So here is another loaf of bread from my experiments using a two-layer vented pan during baking. Unlike the first time (when I accidentally discovered the possibilities of this pan), I was able to make a much more attractive loaf of bread by focusing on the steps that make the process succeed.
The one major downside of my first loaf of bread was that the constant flow of hot steam made the bottom tacky and damp. To remedy this I only put in 1/3 C of water in the lower pan. That seemed like a reasonable amount of water to help the dough rise, but small enough to evaporate early in the baking process. After 20 minutes at 400 F I checked on the bread and found the pan had evaporated and the crust was a light graham cracker brown. The bottom was slightly damp, but not as bad as the first time. I removed the pan and set the bread right on the oven rack and allowed it to bake for another 10 minutes, when it took on the darker color you see here.
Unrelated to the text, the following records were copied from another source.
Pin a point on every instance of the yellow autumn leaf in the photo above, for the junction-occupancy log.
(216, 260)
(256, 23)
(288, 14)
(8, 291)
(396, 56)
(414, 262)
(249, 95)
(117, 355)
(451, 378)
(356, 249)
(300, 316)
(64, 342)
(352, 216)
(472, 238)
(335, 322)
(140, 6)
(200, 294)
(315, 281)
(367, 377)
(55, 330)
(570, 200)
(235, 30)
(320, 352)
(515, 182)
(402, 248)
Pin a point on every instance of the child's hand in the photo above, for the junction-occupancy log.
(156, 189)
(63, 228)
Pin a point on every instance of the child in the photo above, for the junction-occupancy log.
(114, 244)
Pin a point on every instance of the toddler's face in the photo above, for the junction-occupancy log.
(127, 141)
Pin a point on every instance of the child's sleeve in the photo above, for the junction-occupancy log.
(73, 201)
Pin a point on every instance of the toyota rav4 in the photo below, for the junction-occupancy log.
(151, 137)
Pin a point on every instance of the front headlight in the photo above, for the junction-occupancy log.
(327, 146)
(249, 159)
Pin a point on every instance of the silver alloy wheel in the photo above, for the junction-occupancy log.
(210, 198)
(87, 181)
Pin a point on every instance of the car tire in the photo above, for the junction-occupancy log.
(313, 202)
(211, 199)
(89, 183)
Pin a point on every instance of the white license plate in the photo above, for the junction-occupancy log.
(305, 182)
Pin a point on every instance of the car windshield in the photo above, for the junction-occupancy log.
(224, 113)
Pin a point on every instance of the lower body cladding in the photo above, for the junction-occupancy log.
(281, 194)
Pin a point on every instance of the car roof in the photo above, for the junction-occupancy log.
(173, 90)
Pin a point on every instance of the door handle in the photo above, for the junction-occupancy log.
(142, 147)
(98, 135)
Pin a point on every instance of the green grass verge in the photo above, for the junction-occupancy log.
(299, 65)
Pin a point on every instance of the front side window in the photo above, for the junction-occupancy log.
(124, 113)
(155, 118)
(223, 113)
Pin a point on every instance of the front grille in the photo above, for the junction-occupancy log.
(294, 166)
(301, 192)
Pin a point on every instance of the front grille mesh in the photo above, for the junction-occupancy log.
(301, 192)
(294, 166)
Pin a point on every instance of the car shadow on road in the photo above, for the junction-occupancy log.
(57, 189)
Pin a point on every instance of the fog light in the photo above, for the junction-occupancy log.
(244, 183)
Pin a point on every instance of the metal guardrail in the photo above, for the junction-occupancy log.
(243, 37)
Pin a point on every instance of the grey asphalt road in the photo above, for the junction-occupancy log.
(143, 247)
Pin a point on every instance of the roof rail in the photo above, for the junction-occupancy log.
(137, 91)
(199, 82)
After cooling for a little over an hour, the bread was ready for slicing! It didn't rise as dramatically as the first time, as this was a much drier dough to start with, but I preemptively made four slashes across the top of the bread to allow it to open up and naturally expand. It was still light and chewy, with a small amount of backing flavor from the 1/2 C of sourdough mother I added. With a topping of mascarpone and home-cured gravlax, it's pretty hard to beat!